Submitted by Wallace H. Grant
Is your will up to date? Do you have powers of attorney delegating financial and medical authority to a trusted family member or advisor? Do you have a living will? If not, spending some time updating your will and other estate planning documents would be a good holiday gift to your family, or a New Year’s Resolution that you can accomplish early in the New Year.
A Will is your opportunity to decide what happens to your estate upon your death. In your will, you can designate who you chose to administer your estate; you can select guardians for your minor children; you can establish trusts for young children or family members who have special needs; you can determine who is to receive your personal items, such as collections, special tools, antiques, etc.; and you can decide how the rest of your estate is to be divided and distributed.
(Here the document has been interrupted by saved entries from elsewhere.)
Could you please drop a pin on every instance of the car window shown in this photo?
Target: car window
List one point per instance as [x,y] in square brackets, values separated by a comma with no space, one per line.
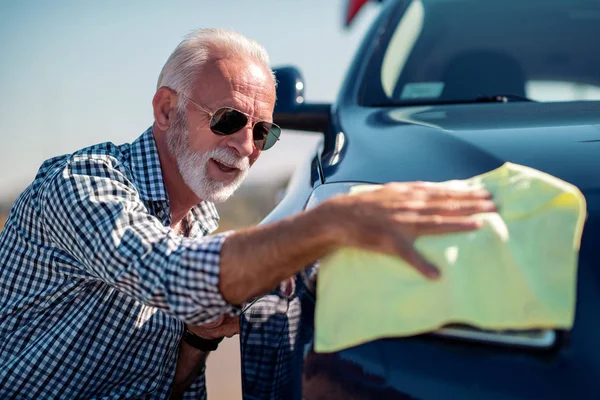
[456,50]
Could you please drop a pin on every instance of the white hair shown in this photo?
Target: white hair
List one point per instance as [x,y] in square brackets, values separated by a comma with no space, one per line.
[195,49]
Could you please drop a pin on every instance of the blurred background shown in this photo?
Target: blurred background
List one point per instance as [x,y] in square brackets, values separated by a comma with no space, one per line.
[78,73]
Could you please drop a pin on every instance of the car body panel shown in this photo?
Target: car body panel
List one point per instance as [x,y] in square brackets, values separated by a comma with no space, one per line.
[440,142]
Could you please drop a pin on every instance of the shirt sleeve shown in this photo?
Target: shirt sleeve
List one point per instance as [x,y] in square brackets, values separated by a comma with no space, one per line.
[197,390]
[96,219]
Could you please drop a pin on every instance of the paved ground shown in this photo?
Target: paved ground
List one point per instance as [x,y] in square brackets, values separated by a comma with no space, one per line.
[223,371]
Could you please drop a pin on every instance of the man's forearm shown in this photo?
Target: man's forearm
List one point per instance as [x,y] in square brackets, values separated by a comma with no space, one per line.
[255,260]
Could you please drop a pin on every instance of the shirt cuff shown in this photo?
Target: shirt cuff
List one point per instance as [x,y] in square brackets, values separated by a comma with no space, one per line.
[205,254]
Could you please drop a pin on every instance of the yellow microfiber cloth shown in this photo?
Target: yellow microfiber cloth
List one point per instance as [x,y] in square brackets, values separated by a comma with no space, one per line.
[517,272]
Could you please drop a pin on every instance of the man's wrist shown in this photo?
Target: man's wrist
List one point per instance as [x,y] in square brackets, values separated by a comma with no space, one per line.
[200,343]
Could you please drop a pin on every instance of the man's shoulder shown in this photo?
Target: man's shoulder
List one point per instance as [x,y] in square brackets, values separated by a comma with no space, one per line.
[99,160]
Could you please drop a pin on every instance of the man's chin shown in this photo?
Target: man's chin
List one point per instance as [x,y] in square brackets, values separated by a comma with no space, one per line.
[216,192]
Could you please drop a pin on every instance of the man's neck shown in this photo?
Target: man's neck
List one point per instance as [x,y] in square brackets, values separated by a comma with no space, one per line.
[181,197]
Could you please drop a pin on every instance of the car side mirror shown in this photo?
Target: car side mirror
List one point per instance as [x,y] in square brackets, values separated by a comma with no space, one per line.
[290,89]
[291,109]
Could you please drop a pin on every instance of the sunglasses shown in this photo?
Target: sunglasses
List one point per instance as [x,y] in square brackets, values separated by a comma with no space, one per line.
[227,121]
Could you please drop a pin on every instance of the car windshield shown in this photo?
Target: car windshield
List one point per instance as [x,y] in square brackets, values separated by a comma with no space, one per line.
[453,51]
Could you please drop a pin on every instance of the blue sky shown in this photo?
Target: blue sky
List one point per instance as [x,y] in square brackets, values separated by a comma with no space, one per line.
[76,73]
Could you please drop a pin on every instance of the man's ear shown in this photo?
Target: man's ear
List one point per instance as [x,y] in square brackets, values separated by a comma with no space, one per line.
[164,105]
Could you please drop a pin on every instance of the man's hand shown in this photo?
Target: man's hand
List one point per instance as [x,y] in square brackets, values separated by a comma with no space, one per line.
[190,360]
[225,326]
[389,220]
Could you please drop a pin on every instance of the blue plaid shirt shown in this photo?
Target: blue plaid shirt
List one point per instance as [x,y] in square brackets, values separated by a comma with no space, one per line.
[95,286]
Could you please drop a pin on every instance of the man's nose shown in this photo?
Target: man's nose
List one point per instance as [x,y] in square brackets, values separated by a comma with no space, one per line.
[242,141]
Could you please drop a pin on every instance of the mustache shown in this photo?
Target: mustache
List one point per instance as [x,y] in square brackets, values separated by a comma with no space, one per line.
[229,157]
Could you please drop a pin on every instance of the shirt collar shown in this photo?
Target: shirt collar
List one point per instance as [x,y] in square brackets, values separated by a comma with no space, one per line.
[145,167]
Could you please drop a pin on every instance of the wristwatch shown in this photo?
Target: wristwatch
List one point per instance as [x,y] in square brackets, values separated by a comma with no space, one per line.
[200,343]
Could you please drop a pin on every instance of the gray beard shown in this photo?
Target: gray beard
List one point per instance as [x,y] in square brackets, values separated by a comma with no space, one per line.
[193,166]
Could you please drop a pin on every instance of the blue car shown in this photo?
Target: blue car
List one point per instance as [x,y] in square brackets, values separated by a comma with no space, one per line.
[449,89]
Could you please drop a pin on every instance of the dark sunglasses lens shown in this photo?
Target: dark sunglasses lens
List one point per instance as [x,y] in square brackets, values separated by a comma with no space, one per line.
[227,121]
[266,135]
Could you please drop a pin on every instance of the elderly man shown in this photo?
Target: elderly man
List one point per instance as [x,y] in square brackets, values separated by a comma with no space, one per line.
[111,285]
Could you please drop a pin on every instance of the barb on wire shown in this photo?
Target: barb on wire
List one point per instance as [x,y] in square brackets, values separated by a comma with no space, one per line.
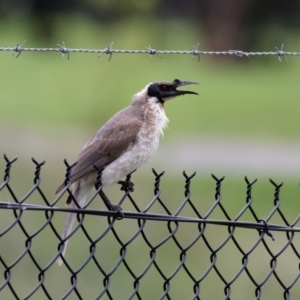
[19,49]
[108,50]
[196,52]
[281,53]
[150,51]
[64,50]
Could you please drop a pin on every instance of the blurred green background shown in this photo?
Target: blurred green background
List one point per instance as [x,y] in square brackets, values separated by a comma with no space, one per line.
[244,122]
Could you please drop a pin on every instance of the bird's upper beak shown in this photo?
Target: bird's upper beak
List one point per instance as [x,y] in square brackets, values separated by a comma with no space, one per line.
[178,83]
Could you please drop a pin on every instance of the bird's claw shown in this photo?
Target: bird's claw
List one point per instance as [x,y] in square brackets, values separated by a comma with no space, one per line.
[119,211]
[126,186]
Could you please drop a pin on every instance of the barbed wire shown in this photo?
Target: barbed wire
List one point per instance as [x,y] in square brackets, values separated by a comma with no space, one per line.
[195,52]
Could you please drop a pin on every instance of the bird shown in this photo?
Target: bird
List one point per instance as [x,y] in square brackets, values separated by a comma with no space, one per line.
[126,141]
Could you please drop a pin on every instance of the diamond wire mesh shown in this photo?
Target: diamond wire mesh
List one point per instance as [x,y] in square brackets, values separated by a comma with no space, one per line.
[155,256]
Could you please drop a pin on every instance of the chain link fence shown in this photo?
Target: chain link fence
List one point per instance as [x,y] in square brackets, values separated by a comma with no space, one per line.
[181,254]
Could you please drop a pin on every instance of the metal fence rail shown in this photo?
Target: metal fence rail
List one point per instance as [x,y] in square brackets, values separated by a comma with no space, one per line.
[191,239]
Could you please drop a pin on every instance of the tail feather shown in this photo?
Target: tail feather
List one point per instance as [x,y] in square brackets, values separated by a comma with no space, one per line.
[80,193]
[67,230]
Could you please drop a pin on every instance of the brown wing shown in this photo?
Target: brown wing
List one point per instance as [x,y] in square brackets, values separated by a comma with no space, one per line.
[116,136]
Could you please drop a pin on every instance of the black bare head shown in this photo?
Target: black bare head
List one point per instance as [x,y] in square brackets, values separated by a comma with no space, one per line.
[164,91]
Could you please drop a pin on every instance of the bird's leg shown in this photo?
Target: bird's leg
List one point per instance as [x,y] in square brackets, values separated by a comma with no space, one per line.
[112,207]
[127,185]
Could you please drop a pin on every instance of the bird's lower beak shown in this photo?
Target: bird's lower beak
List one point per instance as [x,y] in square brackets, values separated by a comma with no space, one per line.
[178,83]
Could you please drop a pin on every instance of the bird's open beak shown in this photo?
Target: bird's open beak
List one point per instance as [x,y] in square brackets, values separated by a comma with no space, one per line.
[178,83]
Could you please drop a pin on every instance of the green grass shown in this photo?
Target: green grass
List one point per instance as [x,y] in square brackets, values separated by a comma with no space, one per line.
[257,98]
[44,92]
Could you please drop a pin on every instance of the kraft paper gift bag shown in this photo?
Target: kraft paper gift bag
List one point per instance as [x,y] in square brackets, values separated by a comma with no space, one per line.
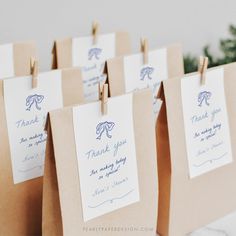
[196,137]
[23,110]
[90,53]
[100,171]
[145,69]
[15,59]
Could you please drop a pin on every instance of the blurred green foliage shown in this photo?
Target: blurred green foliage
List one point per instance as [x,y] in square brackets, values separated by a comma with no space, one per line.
[227,47]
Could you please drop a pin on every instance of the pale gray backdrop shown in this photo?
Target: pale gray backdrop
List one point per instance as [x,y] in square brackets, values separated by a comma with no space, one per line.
[192,23]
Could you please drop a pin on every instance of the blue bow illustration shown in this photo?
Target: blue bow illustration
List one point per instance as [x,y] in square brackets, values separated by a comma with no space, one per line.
[104,127]
[204,97]
[146,72]
[94,52]
[34,99]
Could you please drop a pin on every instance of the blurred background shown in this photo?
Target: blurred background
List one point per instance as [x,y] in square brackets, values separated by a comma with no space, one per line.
[192,23]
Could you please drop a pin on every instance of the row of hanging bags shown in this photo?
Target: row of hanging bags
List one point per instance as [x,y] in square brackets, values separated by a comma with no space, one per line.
[74,202]
[195,148]
[25,102]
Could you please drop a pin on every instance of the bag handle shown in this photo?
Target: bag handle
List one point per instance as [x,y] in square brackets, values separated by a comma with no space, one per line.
[103,96]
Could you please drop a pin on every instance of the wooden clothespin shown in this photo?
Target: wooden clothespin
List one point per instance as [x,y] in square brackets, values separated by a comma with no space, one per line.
[103,96]
[95,28]
[34,71]
[144,50]
[202,68]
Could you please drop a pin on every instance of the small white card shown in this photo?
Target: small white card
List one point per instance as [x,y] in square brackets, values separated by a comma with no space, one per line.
[6,61]
[139,76]
[91,58]
[106,156]
[26,111]
[206,123]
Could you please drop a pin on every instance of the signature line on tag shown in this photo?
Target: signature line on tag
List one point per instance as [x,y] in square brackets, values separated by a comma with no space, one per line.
[40,166]
[211,160]
[112,200]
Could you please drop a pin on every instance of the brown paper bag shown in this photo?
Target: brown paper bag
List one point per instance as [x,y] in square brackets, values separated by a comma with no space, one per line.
[62,206]
[116,74]
[62,50]
[20,54]
[21,204]
[185,203]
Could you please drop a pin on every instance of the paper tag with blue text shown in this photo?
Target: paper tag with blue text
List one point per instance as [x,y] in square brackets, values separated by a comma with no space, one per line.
[26,111]
[106,156]
[140,76]
[206,123]
[91,58]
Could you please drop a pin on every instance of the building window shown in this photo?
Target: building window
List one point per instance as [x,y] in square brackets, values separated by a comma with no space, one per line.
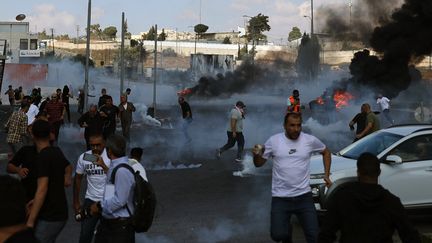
[33,44]
[23,44]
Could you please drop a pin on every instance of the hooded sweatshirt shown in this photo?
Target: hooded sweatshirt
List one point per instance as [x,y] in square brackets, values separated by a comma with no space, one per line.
[365,212]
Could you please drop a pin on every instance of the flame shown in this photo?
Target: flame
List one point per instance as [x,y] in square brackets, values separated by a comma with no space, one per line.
[184,92]
[320,100]
[342,98]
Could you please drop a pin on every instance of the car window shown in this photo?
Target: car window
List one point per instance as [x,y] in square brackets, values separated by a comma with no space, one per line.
[374,143]
[414,149]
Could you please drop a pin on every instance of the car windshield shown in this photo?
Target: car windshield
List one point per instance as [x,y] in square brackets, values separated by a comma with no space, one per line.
[374,143]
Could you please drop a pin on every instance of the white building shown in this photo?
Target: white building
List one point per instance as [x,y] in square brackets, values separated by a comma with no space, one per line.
[21,44]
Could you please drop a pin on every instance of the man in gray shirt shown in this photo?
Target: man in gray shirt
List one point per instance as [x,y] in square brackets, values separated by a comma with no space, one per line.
[235,131]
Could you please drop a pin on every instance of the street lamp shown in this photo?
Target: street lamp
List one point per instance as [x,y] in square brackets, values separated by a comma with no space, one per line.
[253,37]
[86,73]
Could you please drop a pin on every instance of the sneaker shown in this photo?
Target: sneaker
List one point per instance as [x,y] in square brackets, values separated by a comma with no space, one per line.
[218,153]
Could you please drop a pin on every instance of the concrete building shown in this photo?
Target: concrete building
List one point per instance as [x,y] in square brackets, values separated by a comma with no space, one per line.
[22,46]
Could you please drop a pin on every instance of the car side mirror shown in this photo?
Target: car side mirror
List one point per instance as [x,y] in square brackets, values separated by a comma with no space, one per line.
[394,159]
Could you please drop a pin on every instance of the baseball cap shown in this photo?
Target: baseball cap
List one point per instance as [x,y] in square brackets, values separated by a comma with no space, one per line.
[240,104]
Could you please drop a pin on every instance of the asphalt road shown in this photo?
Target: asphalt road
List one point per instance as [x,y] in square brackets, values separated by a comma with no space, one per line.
[199,198]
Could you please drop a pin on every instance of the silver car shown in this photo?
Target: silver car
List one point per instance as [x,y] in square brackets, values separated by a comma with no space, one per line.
[405,153]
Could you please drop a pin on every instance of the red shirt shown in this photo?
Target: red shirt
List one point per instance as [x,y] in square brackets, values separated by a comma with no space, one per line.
[54,110]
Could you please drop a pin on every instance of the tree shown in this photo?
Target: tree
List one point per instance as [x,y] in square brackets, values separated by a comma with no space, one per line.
[162,36]
[43,35]
[200,29]
[294,34]
[62,37]
[151,34]
[255,28]
[82,59]
[308,60]
[110,32]
[226,40]
[95,31]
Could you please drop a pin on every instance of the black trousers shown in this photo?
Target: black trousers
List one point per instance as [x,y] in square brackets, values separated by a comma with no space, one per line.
[231,142]
[115,231]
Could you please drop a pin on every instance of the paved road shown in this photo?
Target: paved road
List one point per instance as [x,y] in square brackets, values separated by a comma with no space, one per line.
[199,199]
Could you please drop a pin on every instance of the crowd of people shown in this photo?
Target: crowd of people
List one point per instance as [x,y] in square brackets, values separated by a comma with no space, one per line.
[40,210]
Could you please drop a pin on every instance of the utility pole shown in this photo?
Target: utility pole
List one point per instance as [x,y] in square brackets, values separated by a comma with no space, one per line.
[87,56]
[200,11]
[312,18]
[155,74]
[122,56]
[52,39]
[77,41]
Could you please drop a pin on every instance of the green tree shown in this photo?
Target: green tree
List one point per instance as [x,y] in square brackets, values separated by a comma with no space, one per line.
[82,59]
[110,32]
[95,31]
[294,34]
[308,60]
[151,34]
[226,40]
[162,36]
[200,29]
[255,28]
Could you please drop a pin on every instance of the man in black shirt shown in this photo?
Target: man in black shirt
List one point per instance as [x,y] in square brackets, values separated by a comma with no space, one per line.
[109,112]
[364,211]
[23,164]
[103,98]
[48,213]
[13,212]
[92,122]
[360,120]
[187,117]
If you don’t have a will, those decisions are made by Colorado statutes, rather than by you!
Powers of attorney allow you to delegate decision making for financial or health-related matters during periods of your disability. If you become disabled, a financial power of attorney can specify who among your trusted family members or advisors you chose to authorize to pay your bills and take actions needed to protect your real and personal property. A medical power of attorney allows you to specify who you chose to make decisions related to your health and well-being during times when you are not mentally or physically able to make your own decisions. If you do not have financial and healthcare powers of attorney, those decisions either cannot be made or require an expensive and time-consuming legal action for the appointment of a guardian or conservator to manage your affairs. A power of attorney is a private, inexpensive and effective way to assure that your business and health care needs are addressed during your disability.
Most modern estate plans also include a Living Will which tells your family and health care providers what to do when it appears that you are near the end of your life. Do you want your life prolonged by life support devices? Do you want to be fed by intravenous means? Do you have any other special requests? A living will gives you the opportunity to make these end-of-life decisions.